Sag Harbor Cinema is at 90 Main Street, Sag Harbor. For tickets, visit sagharborcinema.org.

In addition to the screening at the Sag Harbor Cinema, OLA will presents two feature-length films — one at the Parrish Art Museum and one via Guild Hall — on Friday and Saturday, November 13 and 14.

“It was very important to us that we not cancel this film festival as it has grown to represent the shared experiences of our community members regardless of background or language. We need cultural bridges now more than ever,” said Minerva Perez, Executive Director of OLA. “The virtual platform was tricky to navigate, but our venue partners took the technological heavy lift for us, allowing us to focus on the film choices, the interviews, and the OLA Media Lab premiere of new student films.”

A still image from the film “NO,” by award-winning Chilean director, Pablo Larraín.

On Friday, November 13, 5:30 p.m., at Parrish Art Museum and online, “NO,” a film by the award-winning Chilean director, Pablo Larraín, will be screened. “NO” depicts a time in Chile’s history when the decision whether or not to allow a dictator to remain in power was decided with the help of a genius advertising campaign that took hold of the country and led to Pinochet’s ousting after a national referendum. At the Parrish, there will be a limited-seating screening with a 5:30 p.m. reception to start off the evening, film at 6 p.m. The film will also be offered online. Visit parrishart.org for tickets to in-person or online screening. $20 onsite, $15 online, $10 members of Parrish Art Museum.

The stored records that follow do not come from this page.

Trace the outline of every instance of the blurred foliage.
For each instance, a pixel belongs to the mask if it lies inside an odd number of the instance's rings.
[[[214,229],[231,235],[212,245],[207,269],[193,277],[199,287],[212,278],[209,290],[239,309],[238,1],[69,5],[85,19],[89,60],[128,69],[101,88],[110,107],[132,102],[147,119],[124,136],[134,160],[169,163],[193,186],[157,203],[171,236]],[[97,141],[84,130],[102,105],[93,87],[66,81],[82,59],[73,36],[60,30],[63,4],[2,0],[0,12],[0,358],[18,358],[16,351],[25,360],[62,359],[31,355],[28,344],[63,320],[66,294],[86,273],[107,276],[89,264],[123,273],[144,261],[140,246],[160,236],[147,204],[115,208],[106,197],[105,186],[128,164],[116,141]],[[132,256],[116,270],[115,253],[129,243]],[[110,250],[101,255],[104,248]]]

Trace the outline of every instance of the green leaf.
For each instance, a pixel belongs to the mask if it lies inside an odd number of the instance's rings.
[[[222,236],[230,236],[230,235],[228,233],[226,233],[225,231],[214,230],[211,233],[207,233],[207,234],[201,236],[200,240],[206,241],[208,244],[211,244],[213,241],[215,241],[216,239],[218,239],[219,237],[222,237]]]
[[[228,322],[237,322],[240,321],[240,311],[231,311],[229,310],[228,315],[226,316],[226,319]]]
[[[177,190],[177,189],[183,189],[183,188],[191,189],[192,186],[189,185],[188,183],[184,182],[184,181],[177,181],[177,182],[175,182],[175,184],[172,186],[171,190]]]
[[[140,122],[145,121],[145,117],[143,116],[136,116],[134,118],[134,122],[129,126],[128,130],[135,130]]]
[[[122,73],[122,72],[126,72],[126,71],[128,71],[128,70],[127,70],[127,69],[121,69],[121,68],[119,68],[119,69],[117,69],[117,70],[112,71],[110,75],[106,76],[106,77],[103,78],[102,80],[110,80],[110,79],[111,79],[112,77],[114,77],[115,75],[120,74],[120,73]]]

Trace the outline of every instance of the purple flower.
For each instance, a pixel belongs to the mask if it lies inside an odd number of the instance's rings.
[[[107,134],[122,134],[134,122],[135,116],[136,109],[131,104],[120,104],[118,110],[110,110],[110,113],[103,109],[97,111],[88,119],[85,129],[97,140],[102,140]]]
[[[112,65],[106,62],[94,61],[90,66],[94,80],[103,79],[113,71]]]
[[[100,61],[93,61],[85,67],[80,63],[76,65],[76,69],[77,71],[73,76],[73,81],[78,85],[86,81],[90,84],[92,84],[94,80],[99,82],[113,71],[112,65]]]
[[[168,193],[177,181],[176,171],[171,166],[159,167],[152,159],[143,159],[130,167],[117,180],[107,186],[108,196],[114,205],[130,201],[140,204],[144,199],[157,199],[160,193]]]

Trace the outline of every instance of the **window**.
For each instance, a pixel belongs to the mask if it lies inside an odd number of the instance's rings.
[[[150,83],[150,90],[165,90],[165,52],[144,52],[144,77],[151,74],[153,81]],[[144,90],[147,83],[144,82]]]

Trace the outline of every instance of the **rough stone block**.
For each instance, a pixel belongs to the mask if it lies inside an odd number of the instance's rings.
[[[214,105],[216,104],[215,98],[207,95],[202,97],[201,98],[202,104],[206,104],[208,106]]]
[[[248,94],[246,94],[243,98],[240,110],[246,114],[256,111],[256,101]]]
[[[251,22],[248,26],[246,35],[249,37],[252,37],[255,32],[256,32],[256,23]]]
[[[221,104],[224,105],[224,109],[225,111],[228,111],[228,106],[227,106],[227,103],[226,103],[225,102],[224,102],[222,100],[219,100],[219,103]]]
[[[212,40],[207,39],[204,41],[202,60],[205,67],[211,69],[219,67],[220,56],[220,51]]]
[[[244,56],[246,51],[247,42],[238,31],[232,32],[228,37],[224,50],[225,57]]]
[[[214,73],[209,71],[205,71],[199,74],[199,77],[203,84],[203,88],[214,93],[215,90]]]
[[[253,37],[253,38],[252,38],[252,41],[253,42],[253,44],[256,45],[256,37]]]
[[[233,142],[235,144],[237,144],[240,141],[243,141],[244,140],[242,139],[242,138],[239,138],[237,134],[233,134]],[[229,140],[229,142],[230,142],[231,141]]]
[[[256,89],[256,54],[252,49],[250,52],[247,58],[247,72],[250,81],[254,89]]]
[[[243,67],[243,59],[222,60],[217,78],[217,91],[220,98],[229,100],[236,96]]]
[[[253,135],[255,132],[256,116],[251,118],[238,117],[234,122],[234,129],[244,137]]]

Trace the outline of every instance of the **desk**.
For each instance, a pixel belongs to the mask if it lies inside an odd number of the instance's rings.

A Spanish-language screening of “Inside Out” will be offered virtually by Guild Hall.

On Saturday, November 14, via Guild Hall, at noon, an online only screening of “Inside Out” from Walt Disney Studios will be available for viewing. The film is about an 11-year-old child who navigates Anger and Fear and other negative emotions during a traumatic life event. The film is offered in Spanish with English Subtitles and is free and only offered online. To register for a free link visit guildhall.org.

Tickets must be purchased online through venue websites. If interested folks cannot access email or do not have access to credit cards, call OLA 631-899-3441.